A work that hauntingly illuminates ‘the shocking and little discussed histories of Aboriginal exploitation and abuse in the name of science in Australia’ has received this year’s acquisitive AU$20,000 Guirguis New Art Prize (GNAP) at the Art Gallery of Ballarat.

Yhonnie Scarce’s installation work The More Bones the Better (2016) comprises both blown and shattered glass elements, reflecting ‘in the same way those lived and documented experiences continue to haunt the collective unconscious of this country,’ said Simon Maidment, Senior Curator, Contemporary Art at the National Gallery of Victoria.

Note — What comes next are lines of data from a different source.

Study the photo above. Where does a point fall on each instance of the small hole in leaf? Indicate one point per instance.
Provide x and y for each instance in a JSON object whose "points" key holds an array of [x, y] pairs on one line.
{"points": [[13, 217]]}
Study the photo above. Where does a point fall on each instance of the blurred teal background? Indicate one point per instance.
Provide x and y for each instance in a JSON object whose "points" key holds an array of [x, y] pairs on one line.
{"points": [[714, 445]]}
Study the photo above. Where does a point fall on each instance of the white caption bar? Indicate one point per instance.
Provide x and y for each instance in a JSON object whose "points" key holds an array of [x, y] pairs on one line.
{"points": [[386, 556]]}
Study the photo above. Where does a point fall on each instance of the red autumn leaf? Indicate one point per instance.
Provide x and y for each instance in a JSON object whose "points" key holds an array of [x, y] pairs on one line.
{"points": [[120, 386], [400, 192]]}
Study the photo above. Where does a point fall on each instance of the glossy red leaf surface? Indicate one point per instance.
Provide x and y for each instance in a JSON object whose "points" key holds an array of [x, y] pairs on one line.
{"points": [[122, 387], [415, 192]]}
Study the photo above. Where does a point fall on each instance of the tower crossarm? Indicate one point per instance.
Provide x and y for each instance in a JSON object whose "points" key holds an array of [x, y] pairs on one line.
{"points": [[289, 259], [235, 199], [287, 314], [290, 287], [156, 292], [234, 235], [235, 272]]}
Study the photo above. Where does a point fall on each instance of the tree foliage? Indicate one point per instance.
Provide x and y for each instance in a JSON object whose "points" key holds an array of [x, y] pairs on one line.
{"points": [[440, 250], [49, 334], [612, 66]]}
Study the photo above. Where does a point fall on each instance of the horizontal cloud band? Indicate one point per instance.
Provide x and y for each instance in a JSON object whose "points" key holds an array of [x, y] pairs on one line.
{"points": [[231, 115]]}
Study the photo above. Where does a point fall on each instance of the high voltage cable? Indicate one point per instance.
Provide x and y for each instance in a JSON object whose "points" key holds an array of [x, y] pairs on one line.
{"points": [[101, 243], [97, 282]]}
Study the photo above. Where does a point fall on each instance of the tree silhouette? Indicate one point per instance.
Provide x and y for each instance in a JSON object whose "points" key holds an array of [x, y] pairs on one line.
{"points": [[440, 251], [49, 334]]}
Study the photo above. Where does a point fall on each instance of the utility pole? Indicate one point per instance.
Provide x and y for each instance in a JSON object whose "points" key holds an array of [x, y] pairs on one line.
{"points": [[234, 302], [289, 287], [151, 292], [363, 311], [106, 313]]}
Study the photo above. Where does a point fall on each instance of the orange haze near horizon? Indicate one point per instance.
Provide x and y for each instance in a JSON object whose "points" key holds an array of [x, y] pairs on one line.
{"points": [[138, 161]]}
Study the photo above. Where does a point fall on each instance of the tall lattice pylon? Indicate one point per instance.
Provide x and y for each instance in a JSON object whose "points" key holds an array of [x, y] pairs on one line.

Born in Woomera, South Australia, of the Kokatha and Nukunu peoples, Melbourne-based Scarce has sensitively explored the intervention of science on Indigenous cultures through the medium of glass, with her work soon to be featured in May’s 3rd National Indigenous Art Triennial, ‘Defying Empire’, at the National Gallery of Australia in Canberra.

 Scarce was one of 14 finalists in the exhibition and prize ‘GNAP17’, chosen by curators at major Australian public galleries, and displayed across two sites, Federation University Australia’s Post Office Gallery and the Art Gallery of Ballarat, until 14 May 2017.